The Electrical Trades Union said the inspection located a number of serious asbestos safety breaches, including: broken asbestos pieces on the ground in public access areas next to the Broadwater mill; corrugated asbestos sheeting that contained holes, cracks, and visible asbestos fibres; and broken asbestos sheeting in a lunchroom that had simply been covered with clear contact sheets rather than being properly remediated.
They said as a result of the inspections, a number of safety rectification notices were issued under the Work Health and Safety Act regarding asbestos safety breaches at the Condong and Broadwater mills.
ETU secretary Dave McKinley said the company had been notified by workers of their asbestos concerns last month but had failed to act, with the CEO claiming it was because the wrong form had been used.
"Even a tiny exposure to asbestos fibres, which lodge deep in the lungs, can be enough to cause deadly cancers and other debilitating asbestos-related diseases," Mr McKinley said.
"Both the Condong and Broadwater mills are constructed with large amounts of asbestos cement sheeting, but natural weathering and age have resulted in these products breaking down, releasing friable asbestos fibres which can easily become airborne and be inhaled.
"In the short term, the company needs to immediately remove the damaged products, but they also need to move towards a plan for full asbestos removal and remediation to avoid similar incidents occurring in future.
"We have also been disappointed that management tried to pass the blame for their failure onto staff, with the CEO claiming the reason no action was taken was because a worker used the incorrect form to report the issue."
Sunshine Sugar said they have three mills Condong, Harwood and Broadwater, which Unions have been visiting over the last month.
Sunshine Sugar said at Harwood, the CFMEU inspected the site and in fact congratulated the team on their policies and management of asbestos.
Mr Connors said in regards to "the isolated issue at Broadwater", there was a small piece of sheeting that had been broken. The employee who noticed the issue did not follow correct procedures.
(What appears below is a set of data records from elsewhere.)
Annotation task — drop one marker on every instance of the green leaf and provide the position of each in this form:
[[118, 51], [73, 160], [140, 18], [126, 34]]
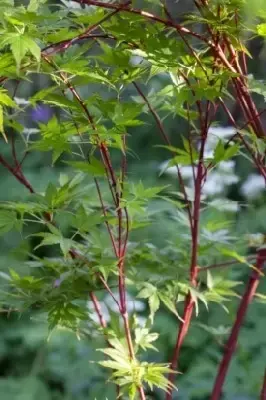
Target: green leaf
[[2, 123], [261, 29], [6, 100], [20, 45], [8, 221]]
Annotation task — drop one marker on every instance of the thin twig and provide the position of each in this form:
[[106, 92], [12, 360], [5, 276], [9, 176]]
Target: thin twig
[[241, 313]]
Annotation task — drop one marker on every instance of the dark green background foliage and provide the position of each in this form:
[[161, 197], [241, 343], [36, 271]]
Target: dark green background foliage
[[35, 365]]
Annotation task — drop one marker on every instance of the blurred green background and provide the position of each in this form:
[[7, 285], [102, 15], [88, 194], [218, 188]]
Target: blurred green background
[[61, 368]]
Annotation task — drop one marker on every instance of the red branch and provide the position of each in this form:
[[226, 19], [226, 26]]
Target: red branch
[[241, 313]]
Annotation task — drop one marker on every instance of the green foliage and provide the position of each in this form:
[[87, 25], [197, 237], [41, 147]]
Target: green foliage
[[95, 231]]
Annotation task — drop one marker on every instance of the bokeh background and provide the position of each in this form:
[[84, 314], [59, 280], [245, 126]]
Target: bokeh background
[[61, 368]]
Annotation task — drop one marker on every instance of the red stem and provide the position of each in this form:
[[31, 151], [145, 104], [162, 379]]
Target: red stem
[[263, 389], [241, 313]]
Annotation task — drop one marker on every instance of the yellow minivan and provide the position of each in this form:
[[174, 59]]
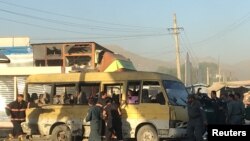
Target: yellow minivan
[[153, 105]]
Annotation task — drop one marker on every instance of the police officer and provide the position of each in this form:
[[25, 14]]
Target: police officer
[[235, 111], [16, 111], [94, 116], [197, 119], [222, 109], [215, 106]]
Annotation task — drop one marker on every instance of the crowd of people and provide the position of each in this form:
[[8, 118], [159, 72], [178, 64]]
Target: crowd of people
[[105, 118], [225, 110]]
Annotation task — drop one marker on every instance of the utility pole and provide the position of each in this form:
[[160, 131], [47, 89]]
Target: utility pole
[[208, 82], [175, 31]]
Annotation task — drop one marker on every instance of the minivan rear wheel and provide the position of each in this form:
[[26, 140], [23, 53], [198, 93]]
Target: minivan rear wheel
[[61, 133], [147, 133]]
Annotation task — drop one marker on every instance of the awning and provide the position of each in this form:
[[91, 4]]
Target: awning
[[120, 64]]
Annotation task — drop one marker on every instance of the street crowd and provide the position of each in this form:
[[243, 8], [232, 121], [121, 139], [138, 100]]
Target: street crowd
[[225, 110]]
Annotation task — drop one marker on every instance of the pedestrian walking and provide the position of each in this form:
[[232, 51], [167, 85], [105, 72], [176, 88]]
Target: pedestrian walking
[[197, 119], [113, 120], [222, 109], [235, 111], [94, 116], [16, 111]]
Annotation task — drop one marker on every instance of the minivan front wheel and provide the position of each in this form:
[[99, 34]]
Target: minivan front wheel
[[147, 133], [61, 133]]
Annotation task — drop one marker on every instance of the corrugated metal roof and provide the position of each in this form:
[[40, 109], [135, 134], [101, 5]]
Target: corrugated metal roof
[[15, 50]]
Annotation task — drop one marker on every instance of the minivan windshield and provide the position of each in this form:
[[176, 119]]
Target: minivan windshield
[[176, 92]]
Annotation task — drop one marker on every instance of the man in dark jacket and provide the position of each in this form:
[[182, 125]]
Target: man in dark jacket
[[94, 116], [16, 111], [112, 115], [197, 119]]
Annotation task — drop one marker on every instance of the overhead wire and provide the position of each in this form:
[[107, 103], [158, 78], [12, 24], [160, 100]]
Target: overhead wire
[[66, 23], [226, 30], [74, 17]]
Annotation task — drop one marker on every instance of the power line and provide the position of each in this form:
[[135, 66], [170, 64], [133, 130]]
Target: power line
[[227, 30], [65, 23], [76, 18]]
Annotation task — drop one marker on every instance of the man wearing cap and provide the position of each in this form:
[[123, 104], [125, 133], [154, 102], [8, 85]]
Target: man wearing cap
[[197, 119], [16, 111], [94, 116]]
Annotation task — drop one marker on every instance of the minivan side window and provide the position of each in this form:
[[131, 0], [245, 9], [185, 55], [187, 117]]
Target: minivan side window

If the correct procedures had been followed, action to manage the safety risk would have commenced immediately.
"The issue was dealt with quickly upon the employee advising about the form he had filled out (whilst at an EBA negotiating team meeting). The area was barricaded off and a qualified contractor engaged to manage any exposure risk. We subsequently had testing undertaken, including airborne testing, which showed that there was no asbestos in the air. Zero. We have advised all employees of this,' he said.
"At Condong, the ETU have never raised any issues regarding Asbestos. Their staff have entered the site on the basis of a bullying claim - to which they found nothing. They then attempted to raise electrical issues, which our employees rejected".
Mr Connors said Sunshine Sugar staff and management continue to be frustrated by the conduct of the ETU during their recent visits.
He said they " have been extremely aggressive and targeting not only management but also their own members. They are the ones that have effectively been bullying the employees. They have shown total disrespect to the electrical tradespeople on-site who actually challenged them on their statements".
"Their press release is simply incorrect."